Perhaps it wasn't intended as an excuse at all - more like a covert threat. Me, I'm an important member of the government, I make important decisions affecting people's lives, you'd better be nice to me or else ...

Next time he gets caught, I think he should say he'd been chatting to his mum. I've never met his mother, as far as I know, but I feel sure she would commit perjury for him if necessary. Surely nobody else would?

Justice

A van driver has been jailed for causing death by dangerous driving. After a heavy night drinking, he reported to work as normal; after recklessly using his mobile phone, he appears to have dozed off at the wheel, colliding with a family car and forcing it off the road. The only survivor was an 8-year-old boy; he has lost his parents and siblings, and is being cared for by his grandparents.
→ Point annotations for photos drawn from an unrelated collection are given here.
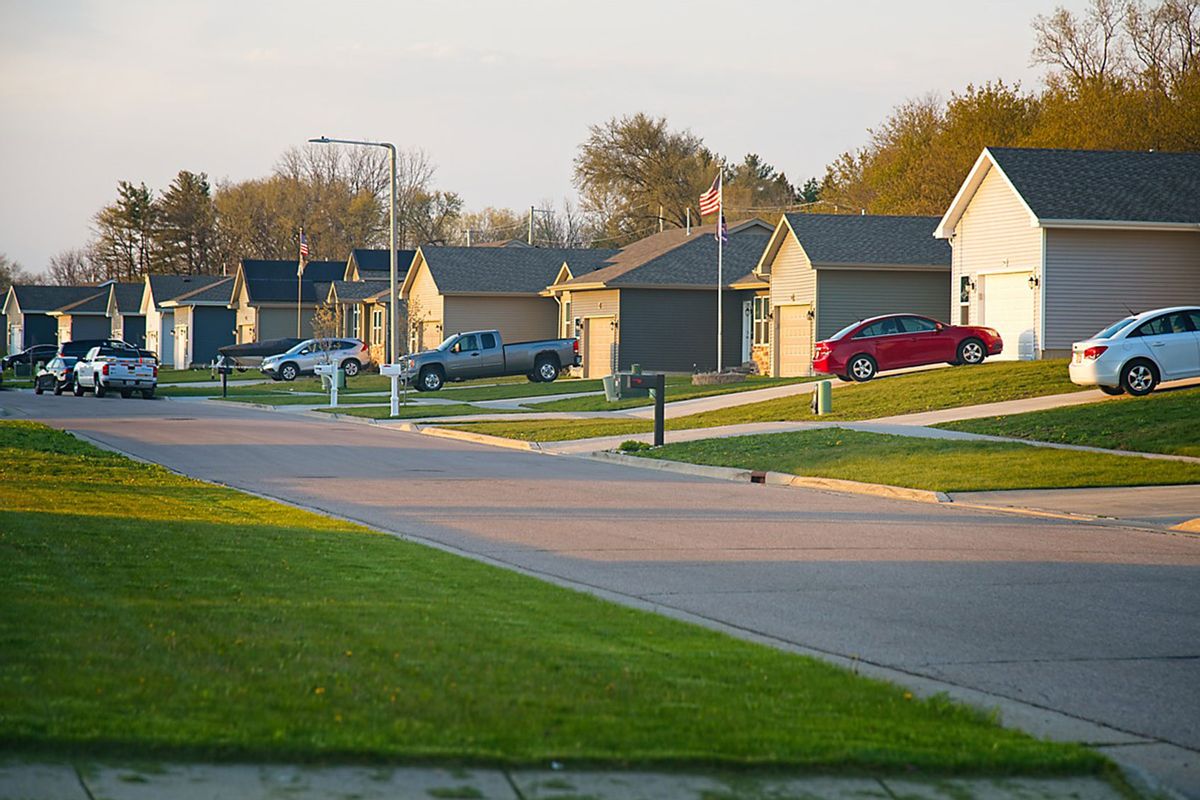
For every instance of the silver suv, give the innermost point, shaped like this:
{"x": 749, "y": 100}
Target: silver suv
{"x": 303, "y": 359}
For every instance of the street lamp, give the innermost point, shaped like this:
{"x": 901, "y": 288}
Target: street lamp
{"x": 393, "y": 323}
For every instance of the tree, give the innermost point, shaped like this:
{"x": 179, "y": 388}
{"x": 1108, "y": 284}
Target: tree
{"x": 11, "y": 272}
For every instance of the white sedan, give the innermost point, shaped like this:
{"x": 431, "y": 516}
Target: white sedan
{"x": 1137, "y": 353}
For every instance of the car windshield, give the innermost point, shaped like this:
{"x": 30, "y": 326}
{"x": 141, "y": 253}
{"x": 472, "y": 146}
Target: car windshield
{"x": 1114, "y": 328}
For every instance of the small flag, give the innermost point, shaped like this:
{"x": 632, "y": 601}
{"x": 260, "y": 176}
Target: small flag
{"x": 304, "y": 253}
{"x": 711, "y": 200}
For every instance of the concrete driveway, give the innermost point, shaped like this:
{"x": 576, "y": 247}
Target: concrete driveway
{"x": 1075, "y": 630}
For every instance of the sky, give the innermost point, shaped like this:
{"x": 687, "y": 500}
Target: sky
{"x": 498, "y": 94}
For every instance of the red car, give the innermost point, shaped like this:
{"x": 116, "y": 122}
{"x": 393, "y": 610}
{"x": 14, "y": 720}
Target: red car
{"x": 859, "y": 350}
Source: BBC News November 2nd, 2007

Of course it is right that the van driver should go to prison. But what about the boy? I think there would be greater justice if the van driver had to work for the next ten years (not driving obviously) and paying child support to the boy's grandparents. (I never thought I'd be finding more work for the Child Support Agency, but there you go.) Once the boy has grown up, then the van driver can serve his sentence in prison.

The way our legal system works, of course, a solution like this simply isn't available. We are (perhaps rightly) wary of giving too much initiative to judges, who are required to adhere to complicated legislation and procedure, with sub-optimal results in particular cases. So I have a nostalgic fantasy of some system of village elders that might be able to produce real justice in particular cases.